Nous voici dans la famille d’Alyan, cinq ans, et de Nina, sa grande sœur. Une famille tout à fait classique mais où Alyan préfère la vieille robe de princesse de sa sœur, au nouveau vélo offert par sa mamie Loupiotte. Son papa,lui, est trop occupé pour s’en inquiéter et sa maman ne sait pas trop comment réagir, même si elle aimerait bien que ça change.
Mais voilà, Alyan n’en démord pas, il veut être une princesse, et plus tard être une maman; il ne quitte plus sa robe et sa baguette magique avec laquelle il fait « la magination » ; il dit aussi qu’il « mourira », si on l’empêche d’être une princesse. Nina, en sœur protectrice, encaisse les moqueries d’abord, et les coups ensuite, lavant l’honneur de son petit frère qui fait des tours de magie et qui parvient à la faire disparaître… C’est à partir de là que tout le monde prend conscience des problèmes.
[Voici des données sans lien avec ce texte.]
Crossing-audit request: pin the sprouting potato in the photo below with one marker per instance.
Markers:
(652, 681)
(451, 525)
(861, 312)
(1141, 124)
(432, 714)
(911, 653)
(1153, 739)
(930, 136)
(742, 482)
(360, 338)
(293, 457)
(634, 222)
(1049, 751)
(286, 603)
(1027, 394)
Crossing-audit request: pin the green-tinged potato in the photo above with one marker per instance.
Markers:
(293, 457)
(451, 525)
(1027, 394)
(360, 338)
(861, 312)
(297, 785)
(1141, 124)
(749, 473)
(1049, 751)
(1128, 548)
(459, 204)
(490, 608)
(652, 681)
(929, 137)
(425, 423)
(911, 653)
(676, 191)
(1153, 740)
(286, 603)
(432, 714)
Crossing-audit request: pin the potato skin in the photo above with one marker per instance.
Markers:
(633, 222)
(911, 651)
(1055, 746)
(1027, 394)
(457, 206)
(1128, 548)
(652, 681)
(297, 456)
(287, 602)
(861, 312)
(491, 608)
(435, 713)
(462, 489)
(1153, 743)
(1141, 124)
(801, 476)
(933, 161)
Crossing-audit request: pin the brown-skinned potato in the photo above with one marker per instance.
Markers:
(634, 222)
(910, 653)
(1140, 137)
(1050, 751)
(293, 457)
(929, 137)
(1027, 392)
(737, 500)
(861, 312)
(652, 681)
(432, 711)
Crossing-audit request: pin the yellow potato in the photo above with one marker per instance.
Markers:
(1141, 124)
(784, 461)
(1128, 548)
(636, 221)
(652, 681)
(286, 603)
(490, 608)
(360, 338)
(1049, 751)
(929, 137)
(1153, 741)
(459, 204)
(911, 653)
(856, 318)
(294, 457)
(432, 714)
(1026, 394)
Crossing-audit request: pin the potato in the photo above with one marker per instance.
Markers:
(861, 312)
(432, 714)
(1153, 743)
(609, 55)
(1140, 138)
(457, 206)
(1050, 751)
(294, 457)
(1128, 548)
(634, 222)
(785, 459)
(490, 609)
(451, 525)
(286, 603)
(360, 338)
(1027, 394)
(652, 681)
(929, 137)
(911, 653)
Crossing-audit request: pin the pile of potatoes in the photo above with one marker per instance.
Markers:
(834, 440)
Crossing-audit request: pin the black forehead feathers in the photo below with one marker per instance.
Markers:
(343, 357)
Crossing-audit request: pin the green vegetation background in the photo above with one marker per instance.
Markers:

L’écriture de Catherine Zambon, à la fois tendre et efficace, dit les choses sans entraves, porte ce qu’il faut d’humour et de poésie pour un résultat d’une justesse et d’une émotion directes. Émilie Leroux a su réaliser une mise en scène de cette même veine engagée, et ses comédiens sont excellents; Dieu sait pourtant qu’il n’est jamais facile pour des adultes de jouer des enfants sans bêtifier, alors quand un jeune homme doit jouer un petit garçon qui se déguise en fille!
Défi relevé avec talent par Colin Melquiond, jamais ridicule, mais aérien et enchanteur. Marie Bonnet interprète, elle, une Nina pleine de colère rentrée, les dents serrées, ne souriant qu’à son petit frère qu’elle aime tant. Les comédiens, d’abord tous face public créent un beau tableau et nous amènent tout de suite à beaucoup d’empathie. Trois cadres de portes reliés entre eux et montés sur roulettes vont beaucoup bouger pour représenter différents lieux et nous proposer aussi plusieurs angles de vue d’une même scène, ou pour faire tournoyer ou enfermer les personnages.
Une belle lumière et quelques beaux effets (une robe descendant des cintres, des paillettes scintillantes …) viennent s’ajouter à la magie du plateau. Catherine Zambon a beaucoup insisté pour que son texte soit joué par six comédiens, ce qui est coûteux donc pas facile, quand il s’agit d’une production destinée au jeune public. Mais elle a bien fait d’avoir cette exigence: cela évite que l’on se focalise trop sur le personnage d’Alyan; on aborde ainsi, dans son ensemble, ce thème brûlant traité avec une belle sensibilité d’écriture: on pense à Tomboy, un superbe film sorti juste après l’écriture de Mon frère, ma princesse.
C’est la preuve, une fois de plus, que le théâtre dit jeune public, peut proposer de beaux moments de réflexion quand il s’agit comme ici, d’une création théâtrale de grande qualité !
Julien Barsan
Maison de la musique de Nanterre, le samedi 17 janvier à 15h; Le Coléo, Pontcharra (38), le 23 janvier; Théâtre de Vénissieux, les 29 et 30 janvier; Théâtre de Villefranche (69), du 28 février au 4 mars; Centre culturel de La Ricamarie (42), les 12 et 13 mars et Train Théâtre, Portes-les-Valence, les 31 mars et 1er avril.
La pièce est éditée à L’Ecole des loisirs.